Wife approached me this morning to announce that she is going to meet her father today (he lives about 200 miles away). I asked why can't you talk on the phone? "We did talk on the phone, and now we are going to talk in person." She also told me that she admitted to him that she cheated on me. "I told him everything. " This means to me that she included a series of lies and exaggerations about me to justify to him why dumping me is the right thing to do.
This is both good and bad.
BAD: - She has closed the book on me. Admitting to her father that she cheated was her demonstrating to him just how unhappy with me that she is.
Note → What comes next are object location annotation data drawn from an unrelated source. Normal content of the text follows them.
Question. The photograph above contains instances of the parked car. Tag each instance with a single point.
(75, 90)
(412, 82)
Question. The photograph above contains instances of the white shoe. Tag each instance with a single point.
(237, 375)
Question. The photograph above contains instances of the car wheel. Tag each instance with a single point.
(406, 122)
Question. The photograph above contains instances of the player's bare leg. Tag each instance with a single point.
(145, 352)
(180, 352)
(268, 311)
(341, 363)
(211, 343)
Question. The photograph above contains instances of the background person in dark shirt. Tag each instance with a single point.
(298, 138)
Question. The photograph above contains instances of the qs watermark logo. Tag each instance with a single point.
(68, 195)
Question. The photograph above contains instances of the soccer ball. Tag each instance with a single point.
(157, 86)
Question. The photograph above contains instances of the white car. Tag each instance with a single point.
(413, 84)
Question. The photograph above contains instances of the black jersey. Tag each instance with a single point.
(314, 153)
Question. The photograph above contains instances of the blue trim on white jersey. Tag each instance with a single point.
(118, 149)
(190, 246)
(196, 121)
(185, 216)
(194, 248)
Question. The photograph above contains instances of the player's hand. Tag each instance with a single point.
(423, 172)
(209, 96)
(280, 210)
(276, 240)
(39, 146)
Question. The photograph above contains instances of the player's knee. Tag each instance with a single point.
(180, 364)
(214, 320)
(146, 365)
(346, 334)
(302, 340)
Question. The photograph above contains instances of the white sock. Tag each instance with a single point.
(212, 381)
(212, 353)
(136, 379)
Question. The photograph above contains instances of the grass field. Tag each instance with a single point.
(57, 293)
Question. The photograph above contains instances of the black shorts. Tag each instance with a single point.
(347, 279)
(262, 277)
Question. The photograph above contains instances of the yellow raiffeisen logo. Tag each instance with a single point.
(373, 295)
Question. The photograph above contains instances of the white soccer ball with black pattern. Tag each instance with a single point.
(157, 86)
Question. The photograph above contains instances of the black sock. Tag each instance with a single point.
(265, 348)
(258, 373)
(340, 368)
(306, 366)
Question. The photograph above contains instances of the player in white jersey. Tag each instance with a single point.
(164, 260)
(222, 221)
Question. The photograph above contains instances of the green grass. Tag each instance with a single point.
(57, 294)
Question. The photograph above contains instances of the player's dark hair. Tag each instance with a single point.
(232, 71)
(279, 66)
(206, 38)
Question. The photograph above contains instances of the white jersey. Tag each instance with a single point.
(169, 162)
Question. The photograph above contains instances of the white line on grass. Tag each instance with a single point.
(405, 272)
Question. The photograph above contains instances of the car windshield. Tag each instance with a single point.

- She is going to throw herself at his mercy so he will loan her money for a divorce. She will martyr herself for the sake of this divorce.
- She has (and will continue) to load her conversations with her father/family with falsehoods, exaggerations, and lies about me.
GOOD: - He (and his wife) are very pro-marriage. They are both LBS's who oppose divorce in the absence of substance abuse, physical/emotional abuse, and/or adultery. There has been none of that (from me).
- The fact that I am willing to work through her adultery will only improve my stature with them.
- I am inclined to believe that they will require her to make some sort of effort (Retro, MC, etc). I believe that they will not let her get away with just walking away. For the record, we have attended three MC sessions together. That's it.
I don't know where this will go. But the last bullet is probably the strongest in my favor. IMO, their checkbook is not open yet. And they will disapprove of her walking away, whether they help her or not.